||As the feature size of transistors becomes smaller, chip is more sensitive to external disturbances such as defects during the manufacturing process and process variation. These disturbances may result in low yields of chips.|
Processor designs are one of the main driving forces for electronic products nowadays. Among the components containing a processor design caches are quite critical for enhancing the computation performance. For cache designs any faults in the data storage cells are quite likely to contaminate the data, which may lead to wrong computation results of processors. How to effectively improve the yield and reliability of cache has been one of important research topics in the academic and industry. In the literature many fault-tolerance methods have been developed to prevent from operation errors of caches. However when the chip yield is low, the effectiveness of these methods may become limited.

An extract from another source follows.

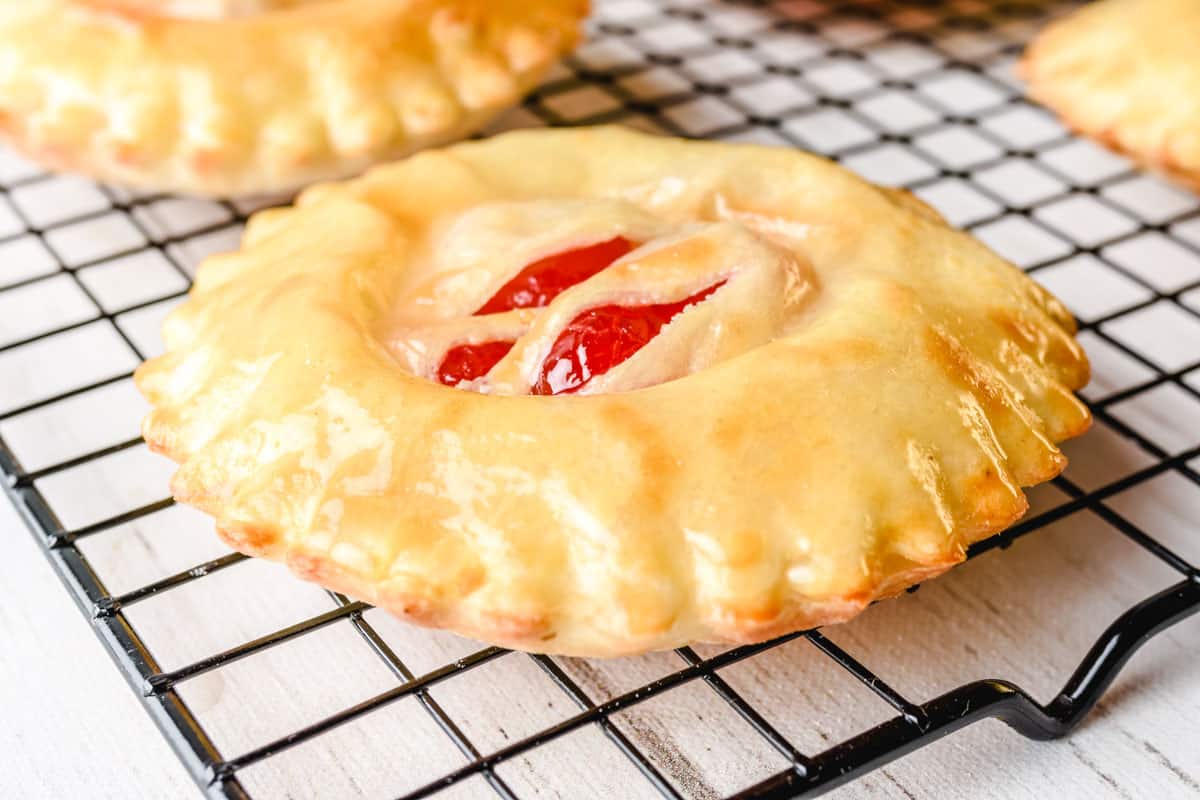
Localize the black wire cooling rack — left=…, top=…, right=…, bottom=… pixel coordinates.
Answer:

In recent years a new notion to improve yield is proposed, which is called performance degradation tolerance. The focus of this notion is on a particular type of faults, called performance degrading faults. This type of faults can only result in some performance degradation without any computation errors. Therefore as long as the defective chips contain only this type of faults and the resulting degraded performance is acceptable, these chips are still marketable for certain lower-end applications. This notion is quite applicable to the components that are dedicated for enhancing the computation performance of processors, such as branch predictors. Our prior research results have shown that all faults in a branch predictor are performance degrading faults, and the induced performance degradation for over 99% of faults is less than 1%.
Under the notion of performance degradation tolerance, the fraction of performance degrading faults and the resulting degree of performance degradation of the target circuit are quite critical issues that are worthy to investigate. It is important to point out that most hardware faults in cache are not performance degrading faults. Although there have been some fault tolerance methods developed in the literature, the number of the resulting performance degrading faults by these methods may be limited. Also these methods may require large hardware overhead and induce significant performance loss.

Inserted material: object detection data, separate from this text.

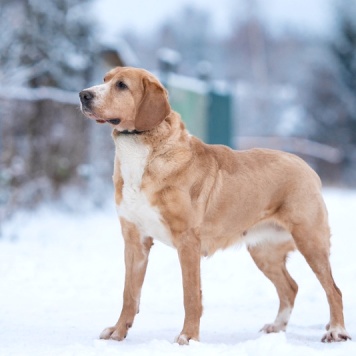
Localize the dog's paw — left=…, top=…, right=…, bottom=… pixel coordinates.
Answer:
left=100, top=326, right=129, bottom=341
left=260, top=323, right=287, bottom=334
left=321, top=325, right=351, bottom=342
left=174, top=333, right=199, bottom=345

This thesis focuses on proposing a new cache design that can support performance degradation tolerance. In this design, all faults in data storage cells are performance degrading faults. In order to evaluate the resulting performance degradation of faults, we use the SimpleScalar processor simulation tool to implement the proposed cache design. We then randomly inject multiple faults with various fault densities into the data cells of the cache and employ several CPU2000 benchmark programs to perform a large number of simulations. The experimental results show that when the fault density is less than 1%, the performance degradation is less than 1% as well. The performance degradation is less than 16% when the fault density is 20%.